The model allows for periodic rebalancing, helping capture relative value shifts between gold and silver. The fund manager also adjusts the allocation based on other relevant macro factors. Individuals can invest lumpsum amounts or through systematic investment plans and the funds are benchmarked to the domestic prices of gold and silver. Unlike ETFs, it is not mandatory to have a demat account to invest in FoFs.

Why are experts urging retail investors to bet on them?

Gold and silver offer good downside protection and tend to outperform in bear markets. Silver tends to outperform when the market is recovering from a bear phase and a combination of both offers optimal returns. As investing in precious metals offers a hedge against global uncertainties, a gold and silver FoF can offer retail investors a balanced strategy and de-risk exposure.These funds can help investors to potentially benefit from long-term appreciation in gold and silver, even with the current short-term volatility in the prices of the two metals. The combo FoF can protect against long-term downside in either of the two metals by rebalancing the portfolio. In fact, silver prices are very volatile and can remain depressed for extremely long periods.

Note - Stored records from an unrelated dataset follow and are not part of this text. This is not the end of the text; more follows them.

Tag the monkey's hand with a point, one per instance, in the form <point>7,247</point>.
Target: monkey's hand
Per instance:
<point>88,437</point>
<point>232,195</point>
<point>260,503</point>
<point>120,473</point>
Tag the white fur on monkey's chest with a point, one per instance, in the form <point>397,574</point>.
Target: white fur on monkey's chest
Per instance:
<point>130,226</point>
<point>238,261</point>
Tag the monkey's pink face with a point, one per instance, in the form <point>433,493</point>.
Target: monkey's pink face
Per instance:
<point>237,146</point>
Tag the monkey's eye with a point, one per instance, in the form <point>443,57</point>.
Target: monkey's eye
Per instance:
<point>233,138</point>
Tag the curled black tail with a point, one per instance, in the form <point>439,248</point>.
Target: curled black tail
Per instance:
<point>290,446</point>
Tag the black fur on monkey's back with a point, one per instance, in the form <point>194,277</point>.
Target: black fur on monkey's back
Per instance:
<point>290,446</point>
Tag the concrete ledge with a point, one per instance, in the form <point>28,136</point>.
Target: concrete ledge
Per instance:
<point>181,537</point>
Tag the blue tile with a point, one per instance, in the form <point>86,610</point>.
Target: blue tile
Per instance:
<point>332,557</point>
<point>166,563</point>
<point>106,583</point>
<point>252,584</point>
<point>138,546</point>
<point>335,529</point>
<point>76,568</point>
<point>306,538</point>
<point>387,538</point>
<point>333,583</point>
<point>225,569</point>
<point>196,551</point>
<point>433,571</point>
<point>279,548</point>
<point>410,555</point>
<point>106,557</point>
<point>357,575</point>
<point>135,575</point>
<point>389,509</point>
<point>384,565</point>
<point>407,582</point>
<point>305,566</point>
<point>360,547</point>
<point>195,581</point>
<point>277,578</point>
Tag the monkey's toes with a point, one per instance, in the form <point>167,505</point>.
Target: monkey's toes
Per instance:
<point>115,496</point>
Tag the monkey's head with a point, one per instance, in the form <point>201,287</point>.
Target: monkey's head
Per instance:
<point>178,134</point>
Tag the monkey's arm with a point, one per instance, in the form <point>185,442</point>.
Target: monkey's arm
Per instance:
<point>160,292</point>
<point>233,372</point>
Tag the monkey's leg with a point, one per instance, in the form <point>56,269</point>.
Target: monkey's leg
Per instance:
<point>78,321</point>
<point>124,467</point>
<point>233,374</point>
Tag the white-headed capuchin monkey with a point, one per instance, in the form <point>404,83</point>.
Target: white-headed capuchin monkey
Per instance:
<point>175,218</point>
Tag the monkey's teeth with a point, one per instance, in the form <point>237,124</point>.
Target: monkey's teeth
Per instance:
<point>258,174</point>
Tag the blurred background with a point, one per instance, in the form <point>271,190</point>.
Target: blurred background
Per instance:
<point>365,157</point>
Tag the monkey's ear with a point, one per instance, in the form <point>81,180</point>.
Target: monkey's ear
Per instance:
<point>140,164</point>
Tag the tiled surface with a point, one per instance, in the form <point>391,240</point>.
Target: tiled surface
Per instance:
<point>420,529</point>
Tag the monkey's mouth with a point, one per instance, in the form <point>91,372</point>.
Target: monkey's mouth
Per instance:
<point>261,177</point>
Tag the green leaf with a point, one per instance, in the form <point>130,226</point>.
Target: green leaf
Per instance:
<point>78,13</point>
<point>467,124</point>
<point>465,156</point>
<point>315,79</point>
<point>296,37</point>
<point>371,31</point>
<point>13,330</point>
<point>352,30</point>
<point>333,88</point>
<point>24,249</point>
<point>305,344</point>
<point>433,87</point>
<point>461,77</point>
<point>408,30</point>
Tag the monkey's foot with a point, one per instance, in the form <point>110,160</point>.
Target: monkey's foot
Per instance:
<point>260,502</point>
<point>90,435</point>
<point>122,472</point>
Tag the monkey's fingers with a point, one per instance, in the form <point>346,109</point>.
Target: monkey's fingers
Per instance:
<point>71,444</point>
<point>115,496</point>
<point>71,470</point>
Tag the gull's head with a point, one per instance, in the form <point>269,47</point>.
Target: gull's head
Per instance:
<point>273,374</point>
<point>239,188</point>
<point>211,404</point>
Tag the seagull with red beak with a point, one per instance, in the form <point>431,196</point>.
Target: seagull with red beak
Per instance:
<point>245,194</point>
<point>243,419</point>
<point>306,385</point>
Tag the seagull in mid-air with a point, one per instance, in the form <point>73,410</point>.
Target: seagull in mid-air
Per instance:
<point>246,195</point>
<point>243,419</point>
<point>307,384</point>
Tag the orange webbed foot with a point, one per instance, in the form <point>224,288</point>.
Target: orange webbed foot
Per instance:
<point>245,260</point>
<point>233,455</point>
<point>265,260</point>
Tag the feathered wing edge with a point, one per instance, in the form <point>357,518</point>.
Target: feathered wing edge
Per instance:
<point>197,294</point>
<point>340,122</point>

For example, silver prices in the global market fell 75% from the highs of $48 per ounce in April 2011 to the lows of $12 per ounce in March 2020 and recovered to new highs this year.

Different from standalone gold or silver FoFs

Gold FoFs invest in gold ETFs, where each unit of the ETF is backed by physical gold. Similarly, silver FoFs invest in silver ETFs. Due to a significant supply deficit of physical silver in the spot market, silver ETFs are currently trading at a premium on the exchange. Once the physical supply situation stabilises, the premium is expected to normalise, which could affect short-term returns. As a result, six fund houses have suspended new investments in silver ETF FoFs, though existing SIP contributions have been allowed to continue. Silver ETFs, though, remain open for direct subscriptions.

In contrast, gold ETFs have a more stable physical market and are less affected by such premiums. In the domestic market, inflows into silver ETFs have more than doubled to `14,000 crore in the January-September period, compared with `6,500 crore in the same period last year. Inflows into gold ETFs have grown 2.7 times to `19,800 crore during the same period.

Returns from the precious metals

Gold prices have been driven by geopolitical tensions and silver too has joined the sprint on the back of strong investor inflows and tight supply in the spot market. In the last one year, domestic gold prices have risen 65% and silver prices have shot up by 95%. Over a three-year period, gold and silver have yielded 36% and 47% returns, respectively. Throughout 2025, gold dazzled the markets, recording 39 new all-time highs. However, last week, both gold and silver witnessed a sharp decline from their recent peaks, marking a potential trend reversal after historically overbought levels. In the international market, gold had fallen the most in over a decade last Wednesday and even silver recorded its steepest one-day decline since February 2021. Central banks led by China, India and Turkey have made record purchases of gold, underlining a gradual diversification away from the US dollar. On the other hand, the demand for silver has outstripped supply for five consecutive years pushing up global prices. Over half of silver demand now comes from industrial users.

Taxation of gold and silver FoFs

Just like ETFs, if gold silver FoFs are held for more than 24 months, the profit will be classified as a long-term capital gain and will be taxed at 12.5% flat without the indexation benefit. If an investor sells before that, it will be considered a short-term capital gain, added to the individual’s income and taxed at his applicable income tax slab rate. Non-resident Indians (NRIs) can invest in these gold and silver FoFs, unlike Sovereign Gold Bonds (SGB), as per RBI and FEMA norms. The tax rates for NRIs are the same as for Indian residents. However, TDS applies to gold and silver FoF on redemptions only for NRIs. In fact, sale of gold and silver in any form will attract capital gains tax, except for SGB if held till maturity of eight years.